Une maison passive est-elle une maison autonome?

Quand je pose la question « qu’est-ce que vous connaissez des maisons passives » à des personnes qui viennent me rencontrer sur ce sujet, les réponses sont souvent floues et la notion d’autonomie en énergie revient souvent.

Ce n’est clairement pas le cas des maisons passives. C’est pourquoi je vous propose de clarifier ces concepts et de voir comment les maisons passives et l’autonomie sont liées.

Précision sur la Notion de Maison Autonome

Tout d’abord, précisons la notion de maison autonome.

Une maison autonome est une maison partiellement ou complètement coupée des réseaux communs : l’eau, le gaz, l’électricité, l’assainissement.

Il y a donc différents niveaux d’autonomie.

On peut être autonome sur un réseau et pas sur l’autre.

Et sur un réseau donné, on peut être autonome partiellement ou complètement.

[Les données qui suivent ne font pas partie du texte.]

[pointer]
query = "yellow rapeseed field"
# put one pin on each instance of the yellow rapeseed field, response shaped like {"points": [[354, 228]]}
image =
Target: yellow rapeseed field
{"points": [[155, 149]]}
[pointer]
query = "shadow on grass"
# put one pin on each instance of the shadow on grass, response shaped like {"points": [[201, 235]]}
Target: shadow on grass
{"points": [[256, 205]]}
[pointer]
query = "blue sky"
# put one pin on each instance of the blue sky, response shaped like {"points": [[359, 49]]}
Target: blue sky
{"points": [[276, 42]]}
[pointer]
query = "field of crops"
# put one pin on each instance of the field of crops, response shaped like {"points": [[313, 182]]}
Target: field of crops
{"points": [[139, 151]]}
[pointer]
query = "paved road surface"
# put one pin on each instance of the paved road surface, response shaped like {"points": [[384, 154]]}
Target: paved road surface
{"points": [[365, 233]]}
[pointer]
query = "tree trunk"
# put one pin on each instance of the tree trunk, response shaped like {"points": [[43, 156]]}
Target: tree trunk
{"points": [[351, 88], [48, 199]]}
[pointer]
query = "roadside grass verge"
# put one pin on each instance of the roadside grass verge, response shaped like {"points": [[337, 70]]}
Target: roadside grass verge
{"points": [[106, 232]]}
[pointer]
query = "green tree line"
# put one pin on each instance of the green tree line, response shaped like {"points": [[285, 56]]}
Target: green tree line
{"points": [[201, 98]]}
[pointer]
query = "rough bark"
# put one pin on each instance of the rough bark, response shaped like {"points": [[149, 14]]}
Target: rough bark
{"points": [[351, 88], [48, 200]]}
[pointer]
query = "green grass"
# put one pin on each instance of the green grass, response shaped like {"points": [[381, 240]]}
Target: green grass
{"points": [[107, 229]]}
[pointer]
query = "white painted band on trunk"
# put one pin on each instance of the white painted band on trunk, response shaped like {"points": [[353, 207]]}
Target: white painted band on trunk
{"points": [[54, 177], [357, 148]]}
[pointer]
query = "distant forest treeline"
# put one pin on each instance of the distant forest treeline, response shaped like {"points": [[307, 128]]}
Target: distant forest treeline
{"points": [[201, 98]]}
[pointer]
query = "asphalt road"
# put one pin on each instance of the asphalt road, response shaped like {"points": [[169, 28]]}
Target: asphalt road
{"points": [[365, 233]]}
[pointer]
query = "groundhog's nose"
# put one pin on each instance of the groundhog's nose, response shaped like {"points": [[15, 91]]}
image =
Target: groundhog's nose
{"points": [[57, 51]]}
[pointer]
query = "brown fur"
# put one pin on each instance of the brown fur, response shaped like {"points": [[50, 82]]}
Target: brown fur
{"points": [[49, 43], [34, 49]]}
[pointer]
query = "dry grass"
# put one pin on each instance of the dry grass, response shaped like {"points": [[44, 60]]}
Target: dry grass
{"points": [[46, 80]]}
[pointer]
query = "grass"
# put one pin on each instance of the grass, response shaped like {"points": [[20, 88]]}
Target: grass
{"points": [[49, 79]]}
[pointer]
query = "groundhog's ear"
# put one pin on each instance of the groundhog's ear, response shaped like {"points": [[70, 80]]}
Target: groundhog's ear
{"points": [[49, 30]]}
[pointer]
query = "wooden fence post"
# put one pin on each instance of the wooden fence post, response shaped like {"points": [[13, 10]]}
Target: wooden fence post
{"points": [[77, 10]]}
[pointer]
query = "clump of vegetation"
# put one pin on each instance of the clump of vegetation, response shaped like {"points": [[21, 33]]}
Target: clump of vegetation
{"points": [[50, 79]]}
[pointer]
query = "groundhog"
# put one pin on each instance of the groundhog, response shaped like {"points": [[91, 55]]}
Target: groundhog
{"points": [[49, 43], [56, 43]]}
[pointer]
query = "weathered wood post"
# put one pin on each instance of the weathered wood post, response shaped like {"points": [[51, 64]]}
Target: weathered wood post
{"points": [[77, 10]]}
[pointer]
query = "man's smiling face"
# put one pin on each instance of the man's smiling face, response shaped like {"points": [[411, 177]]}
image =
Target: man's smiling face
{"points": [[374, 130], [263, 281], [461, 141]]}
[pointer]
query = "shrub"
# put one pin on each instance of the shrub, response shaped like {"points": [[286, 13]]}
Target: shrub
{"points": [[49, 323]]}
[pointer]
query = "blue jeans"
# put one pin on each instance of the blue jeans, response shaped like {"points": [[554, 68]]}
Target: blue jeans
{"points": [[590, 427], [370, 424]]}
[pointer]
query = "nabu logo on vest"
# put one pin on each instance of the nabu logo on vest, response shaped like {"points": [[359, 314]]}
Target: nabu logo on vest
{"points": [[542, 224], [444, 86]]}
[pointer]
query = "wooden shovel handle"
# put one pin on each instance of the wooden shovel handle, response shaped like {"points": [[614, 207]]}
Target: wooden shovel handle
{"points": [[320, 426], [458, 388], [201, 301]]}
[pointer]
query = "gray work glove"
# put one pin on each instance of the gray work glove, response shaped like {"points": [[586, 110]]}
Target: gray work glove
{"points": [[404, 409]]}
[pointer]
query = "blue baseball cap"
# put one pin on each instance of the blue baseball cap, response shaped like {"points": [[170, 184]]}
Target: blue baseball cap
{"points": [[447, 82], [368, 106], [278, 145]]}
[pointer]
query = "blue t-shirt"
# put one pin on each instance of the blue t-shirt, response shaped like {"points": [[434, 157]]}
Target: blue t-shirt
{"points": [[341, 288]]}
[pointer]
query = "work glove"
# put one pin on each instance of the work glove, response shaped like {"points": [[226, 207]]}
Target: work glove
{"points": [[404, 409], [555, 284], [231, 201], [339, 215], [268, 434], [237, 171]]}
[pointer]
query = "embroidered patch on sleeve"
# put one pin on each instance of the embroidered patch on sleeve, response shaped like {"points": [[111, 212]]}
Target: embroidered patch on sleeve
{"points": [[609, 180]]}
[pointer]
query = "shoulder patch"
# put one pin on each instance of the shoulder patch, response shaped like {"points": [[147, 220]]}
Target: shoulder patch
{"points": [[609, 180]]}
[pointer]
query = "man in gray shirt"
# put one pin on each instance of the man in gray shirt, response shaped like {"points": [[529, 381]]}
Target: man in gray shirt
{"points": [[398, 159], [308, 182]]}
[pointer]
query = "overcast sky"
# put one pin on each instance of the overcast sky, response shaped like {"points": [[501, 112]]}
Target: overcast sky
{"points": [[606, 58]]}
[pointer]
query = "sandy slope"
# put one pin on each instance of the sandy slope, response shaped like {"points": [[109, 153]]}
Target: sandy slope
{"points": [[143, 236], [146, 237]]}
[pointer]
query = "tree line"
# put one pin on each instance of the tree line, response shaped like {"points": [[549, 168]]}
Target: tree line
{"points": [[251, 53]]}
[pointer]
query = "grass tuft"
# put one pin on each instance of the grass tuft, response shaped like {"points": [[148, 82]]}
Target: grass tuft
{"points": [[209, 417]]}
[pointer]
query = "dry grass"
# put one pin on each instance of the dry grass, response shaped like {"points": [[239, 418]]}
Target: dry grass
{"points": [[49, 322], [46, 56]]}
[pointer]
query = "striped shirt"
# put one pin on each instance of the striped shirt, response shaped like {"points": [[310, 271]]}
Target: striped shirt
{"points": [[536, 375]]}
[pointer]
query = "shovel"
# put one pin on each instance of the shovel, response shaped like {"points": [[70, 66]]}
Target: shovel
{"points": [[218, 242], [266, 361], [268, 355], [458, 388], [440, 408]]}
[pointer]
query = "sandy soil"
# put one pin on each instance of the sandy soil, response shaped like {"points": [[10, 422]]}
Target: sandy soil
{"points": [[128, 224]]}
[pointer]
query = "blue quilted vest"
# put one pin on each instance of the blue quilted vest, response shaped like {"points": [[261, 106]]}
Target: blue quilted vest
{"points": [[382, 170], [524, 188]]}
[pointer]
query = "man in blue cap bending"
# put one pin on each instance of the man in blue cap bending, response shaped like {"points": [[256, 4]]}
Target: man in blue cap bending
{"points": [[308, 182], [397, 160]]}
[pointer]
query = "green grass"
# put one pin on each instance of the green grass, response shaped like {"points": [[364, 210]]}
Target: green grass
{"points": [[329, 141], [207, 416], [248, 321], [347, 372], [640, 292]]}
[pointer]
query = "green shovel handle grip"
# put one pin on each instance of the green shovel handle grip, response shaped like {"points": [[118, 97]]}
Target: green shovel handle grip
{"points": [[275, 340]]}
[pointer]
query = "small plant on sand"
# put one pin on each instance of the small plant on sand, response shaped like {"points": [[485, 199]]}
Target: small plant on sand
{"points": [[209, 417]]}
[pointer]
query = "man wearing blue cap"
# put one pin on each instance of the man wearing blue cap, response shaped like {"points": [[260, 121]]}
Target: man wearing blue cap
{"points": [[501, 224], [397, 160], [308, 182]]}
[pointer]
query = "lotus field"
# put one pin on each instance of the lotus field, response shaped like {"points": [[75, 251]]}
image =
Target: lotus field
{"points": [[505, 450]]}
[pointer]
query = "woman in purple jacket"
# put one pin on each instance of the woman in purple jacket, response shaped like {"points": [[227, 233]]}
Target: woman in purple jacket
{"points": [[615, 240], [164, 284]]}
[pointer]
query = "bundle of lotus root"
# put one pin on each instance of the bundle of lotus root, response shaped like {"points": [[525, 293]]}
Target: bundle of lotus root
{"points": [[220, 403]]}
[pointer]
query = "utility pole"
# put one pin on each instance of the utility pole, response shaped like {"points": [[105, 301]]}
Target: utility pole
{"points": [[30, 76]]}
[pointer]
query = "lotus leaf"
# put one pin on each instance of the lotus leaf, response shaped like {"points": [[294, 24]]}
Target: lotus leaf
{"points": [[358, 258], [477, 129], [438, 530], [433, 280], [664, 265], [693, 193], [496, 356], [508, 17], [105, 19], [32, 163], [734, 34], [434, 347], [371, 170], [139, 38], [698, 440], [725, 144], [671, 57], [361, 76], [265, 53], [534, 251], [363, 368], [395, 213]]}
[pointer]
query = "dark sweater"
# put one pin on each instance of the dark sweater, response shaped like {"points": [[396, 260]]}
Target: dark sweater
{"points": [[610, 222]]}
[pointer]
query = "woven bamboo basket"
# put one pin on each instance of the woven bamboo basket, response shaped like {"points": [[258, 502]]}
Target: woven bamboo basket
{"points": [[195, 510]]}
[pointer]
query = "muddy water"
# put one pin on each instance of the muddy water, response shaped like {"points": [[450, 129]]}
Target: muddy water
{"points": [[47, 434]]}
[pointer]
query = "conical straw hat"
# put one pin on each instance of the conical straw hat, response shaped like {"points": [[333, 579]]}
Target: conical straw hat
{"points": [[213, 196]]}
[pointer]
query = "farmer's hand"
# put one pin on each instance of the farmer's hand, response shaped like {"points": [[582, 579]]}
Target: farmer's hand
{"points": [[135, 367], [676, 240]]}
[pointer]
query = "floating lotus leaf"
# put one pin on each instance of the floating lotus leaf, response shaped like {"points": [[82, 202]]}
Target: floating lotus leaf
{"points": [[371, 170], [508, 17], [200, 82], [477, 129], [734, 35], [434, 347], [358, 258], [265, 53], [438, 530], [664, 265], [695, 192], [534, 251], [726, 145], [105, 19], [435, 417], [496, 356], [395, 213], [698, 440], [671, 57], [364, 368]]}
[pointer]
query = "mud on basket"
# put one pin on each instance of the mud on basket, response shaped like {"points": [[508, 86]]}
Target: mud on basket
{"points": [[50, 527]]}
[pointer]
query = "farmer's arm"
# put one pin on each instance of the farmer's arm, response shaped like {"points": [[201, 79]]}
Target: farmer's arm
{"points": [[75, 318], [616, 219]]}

Donc, on va détailler les différentes possibilités.

L’Assainissement Autonome

Commençons par l’assainissement, qui est le plus simple à traiter et à comprendre, puisque un grand nombre de maisons sont déjà autonomes car non reliées au tout-à-l’égout.

Il existe de nombreuses façons de traiter les eaux vannes de façon autonome.

La plus connue étant la fosse septique, sur laquelle je ne vais pas m’étendre parce qu’elle est très connue.

Je vais plutôt vous parler de la manière la plus écologique à mon sens : la phytoépuration.

Cela consiste à mettre en place deux bassins de l’ordre d’une dizaine de mètres carrés chacun pour une famille de quatre personnes.

Le premier bassin est un filtre vertical planté de roseaux.

La matière et l’eau passent à travers les différentes couches de granulat dans lequel les racines des roseaux puisent leurs nutriments.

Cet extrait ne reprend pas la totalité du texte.